Secondo la Corte Penale Internazionale il libico Almasri è un criminale di guerra da portare a giudizio. Le accuse riguardano i crimini di guerra di trattamento inumano, tortura, stupro e omicidio, nonché i crimini contro l’umanità di reclusione, tortura, stupro, omicidio e persecuzione.
Viene fermato Sabato 18 Gennaio a Torino per assistere al match Juventus-Milan, mentre è in auto con altri tre libici. In una nota del 22 la CPI, scrive che sabato “ha presentato una richiesta di arresto dell’indagato a sei Stati parte, tra cui la Repubblica italiana“.
Per questo motivo domenica la Digos di Torino raggiunge Almasri nel suo albergo, lo arresta portandolo nel carcere delle Vallette.
Quello che l’Italia doveva fare è disciplinato dalla legge. 237 del 20 dicembre 2012 al fine di collaborare con la CPI.
A questo punto non ci sarebbero dovuti essere intoppi, perché la procedura è semplice. A quanto pare un errore procedurale commesso dalla questura di Torino ha causato il rimpatrio del criminale. L’ordinanza della Corte d’Appello di Roma ha infatti stabilito che gli agenti non avevano il potere di procedere autonomamente al fermo.
Infatti per i mandati della Corte penale internazionale è necessario il passaggio preliminare attraverso il ministero della Giustizia, anche se la giurisprudenza non concorda su questo e dice che la CPI è sufficiente a bypassare il ministero. Gli atti, dicono, giungono a Nordio solamente lunedì.
Il silenzio di Nordio alle richieste di Torino sono un mistero. “Ministro interessato… in data 20 gennaio, immediatamente dopo aver ricevuto gli atti dalla Questura di Torino, e che, ad oggi, non ha fatto pervenire nessuna richiesta in merito“, è scritto nel parere che il procuratore invierà alla Corte d’appello il 21.

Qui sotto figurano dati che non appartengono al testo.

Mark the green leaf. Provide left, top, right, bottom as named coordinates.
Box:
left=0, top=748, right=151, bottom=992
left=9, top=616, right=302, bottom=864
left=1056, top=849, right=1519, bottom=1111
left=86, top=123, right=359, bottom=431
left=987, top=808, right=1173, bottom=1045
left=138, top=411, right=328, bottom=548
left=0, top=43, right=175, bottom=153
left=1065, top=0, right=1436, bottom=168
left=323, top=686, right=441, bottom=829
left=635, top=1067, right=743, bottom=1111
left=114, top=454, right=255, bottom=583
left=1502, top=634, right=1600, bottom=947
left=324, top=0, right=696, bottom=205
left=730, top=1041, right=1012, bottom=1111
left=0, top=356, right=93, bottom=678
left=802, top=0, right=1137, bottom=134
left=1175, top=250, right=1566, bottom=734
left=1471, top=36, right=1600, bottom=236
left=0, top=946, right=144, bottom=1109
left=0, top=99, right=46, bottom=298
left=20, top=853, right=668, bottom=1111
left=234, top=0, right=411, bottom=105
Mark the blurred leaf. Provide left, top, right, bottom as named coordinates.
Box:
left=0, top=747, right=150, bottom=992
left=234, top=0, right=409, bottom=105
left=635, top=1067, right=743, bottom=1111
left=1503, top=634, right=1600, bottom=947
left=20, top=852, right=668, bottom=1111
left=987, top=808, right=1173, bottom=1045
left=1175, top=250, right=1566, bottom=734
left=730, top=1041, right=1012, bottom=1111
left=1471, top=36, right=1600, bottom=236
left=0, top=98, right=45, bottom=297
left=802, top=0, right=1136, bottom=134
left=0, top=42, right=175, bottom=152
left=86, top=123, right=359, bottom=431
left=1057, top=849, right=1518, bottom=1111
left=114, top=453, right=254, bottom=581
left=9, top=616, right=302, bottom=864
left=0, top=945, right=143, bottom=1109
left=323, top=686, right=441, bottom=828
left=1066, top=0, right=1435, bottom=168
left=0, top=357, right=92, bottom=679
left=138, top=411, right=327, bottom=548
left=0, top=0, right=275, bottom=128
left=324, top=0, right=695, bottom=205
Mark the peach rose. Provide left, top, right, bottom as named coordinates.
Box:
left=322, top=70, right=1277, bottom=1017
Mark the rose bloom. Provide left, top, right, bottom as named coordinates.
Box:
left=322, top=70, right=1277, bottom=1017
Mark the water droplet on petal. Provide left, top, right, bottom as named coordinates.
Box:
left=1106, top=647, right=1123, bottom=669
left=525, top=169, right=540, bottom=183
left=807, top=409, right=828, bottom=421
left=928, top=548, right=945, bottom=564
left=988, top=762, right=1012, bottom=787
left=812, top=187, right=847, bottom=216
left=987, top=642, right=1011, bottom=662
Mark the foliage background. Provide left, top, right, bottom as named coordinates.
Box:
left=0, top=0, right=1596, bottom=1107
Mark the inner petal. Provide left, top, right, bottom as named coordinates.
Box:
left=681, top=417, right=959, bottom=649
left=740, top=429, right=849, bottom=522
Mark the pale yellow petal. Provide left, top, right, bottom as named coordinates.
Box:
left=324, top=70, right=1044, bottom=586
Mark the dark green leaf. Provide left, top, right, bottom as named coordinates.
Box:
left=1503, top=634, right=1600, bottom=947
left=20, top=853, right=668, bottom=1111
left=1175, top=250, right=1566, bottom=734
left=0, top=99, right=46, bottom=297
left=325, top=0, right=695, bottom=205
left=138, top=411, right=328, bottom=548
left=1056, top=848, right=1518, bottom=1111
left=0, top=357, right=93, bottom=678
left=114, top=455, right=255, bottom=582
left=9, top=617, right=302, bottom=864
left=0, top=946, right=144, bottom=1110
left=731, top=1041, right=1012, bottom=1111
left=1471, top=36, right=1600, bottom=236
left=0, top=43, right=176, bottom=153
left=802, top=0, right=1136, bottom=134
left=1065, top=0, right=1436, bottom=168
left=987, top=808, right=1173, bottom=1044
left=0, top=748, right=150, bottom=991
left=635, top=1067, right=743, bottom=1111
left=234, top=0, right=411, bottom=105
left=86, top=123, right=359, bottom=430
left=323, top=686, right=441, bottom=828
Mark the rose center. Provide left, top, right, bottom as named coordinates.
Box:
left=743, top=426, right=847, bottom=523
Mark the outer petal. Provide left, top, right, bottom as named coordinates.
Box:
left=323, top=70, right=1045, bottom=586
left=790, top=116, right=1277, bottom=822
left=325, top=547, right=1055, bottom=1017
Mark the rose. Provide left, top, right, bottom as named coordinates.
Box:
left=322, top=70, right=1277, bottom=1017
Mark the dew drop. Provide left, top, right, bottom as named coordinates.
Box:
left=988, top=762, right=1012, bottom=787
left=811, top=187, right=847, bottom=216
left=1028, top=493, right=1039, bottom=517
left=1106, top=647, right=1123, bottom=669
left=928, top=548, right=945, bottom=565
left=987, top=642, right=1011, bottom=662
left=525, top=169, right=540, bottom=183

Quindi, Martedì un jet decolla da Roma e la Procura chiede la scarcerazione di Almasri. Il Falcon 900 della presidenza del Consiglio parte alle 10.14 e un’ora dopo è a Torino, dove attenderà per sette ore prima di decollare. Il Ministero della Giustizia ha 7 ore per dare ancora una convalida. Passaggio che non è mai avvenuto, costringendo la Corte d’appello a ordinare il rilascio del detenuto. L’uomo è stato quindi espulso dall’Italia ed è già rientrato in Libia. Coordinazione tra gli apparati giudiziari pari a zero.